Atlanta Wanders Back Home for Its Fourth and Final Season
Photo Courtesy of FX
FX’s Atlanta has always been about Atlanta and not about it at all. Yet, in its four short seasons, it has typically been its best when rooted in place. Its third season, after an extra-long pandemic hiatus, wandered over to Europe and split its stories between the surreal journeys of its four leads and more one-off, Georgia-based fables on race. It worked for some, less for others, but what seemed to become clear as Atlanta Season 3 wore on was that the show—which began as a strange, inventive, provocative piece of TV art—was ready to say goodbye.
And in short order, it is; Season 4 of Atlanta arrives just four months after the end of Season 3, a very different pattern than those that preceded it (the series began, if you can believe it, in 2016). And in the first three episodes available for review, it is preoccupied with the esoteric, ephemeral nature of success. Earn (Glover) and Alfred / Paper Boi (Brian Tyree Henry), who struggled to get noticed and find their path in Season 1, are now at the pinnacle of their careers and deciding what to do next. Earn is in therapy (“he’s therapy rich!” his cousin pokes at him) trying to overcome his stress and anxiety, while Alfred is learning that he’s already peaked and needs to essentially find a young, white, streaming star to use as an avatar so he can keep up his lifestyle. Neither is thrilled with what’s before them now, and both go on odysseys in these early episodes to find (or not find) legendary artists whose lives have become cryptic “experiences” rather than tangibly existing.

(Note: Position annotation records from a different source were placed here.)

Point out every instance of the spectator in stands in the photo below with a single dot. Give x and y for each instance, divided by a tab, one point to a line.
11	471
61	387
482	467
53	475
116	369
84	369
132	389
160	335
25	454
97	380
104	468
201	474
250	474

Per usual, Atlanta feels like stream of consciousness from its writers, allowing general and specific stories to play out upon a surrealist palette. When it pulls itself from dreams and focuses on more grounded moments of humor, irony, or satire though, that sharpness reminds us of the show at its best. Whether it’s saying something, or nothing, or doesn’t want to be seen as saying anything (or not saying anything) is anyone’s guess. But in this languid return, the series doesn’t seem bothered in answering that or really any other question.
There are a few great moments for ATLiens, though, especially in the first episode where Earn and Van (Zazie Beetz) take a sojourn to Atlantic Station. Getting lost in the parking deck of that shopping center is a local right of passage, and Atlanta takes it to a fun and frankly believable level of strangeness. After that, the show wanders away from those specifics (which, to be fair, might not appeal to anyone outside of the city—I’m biased), and dabbles in Earn’s repressed trauma from his past, his righteous war against privileged white women, and the chip of spite on his shoulder that has driven him since the show began.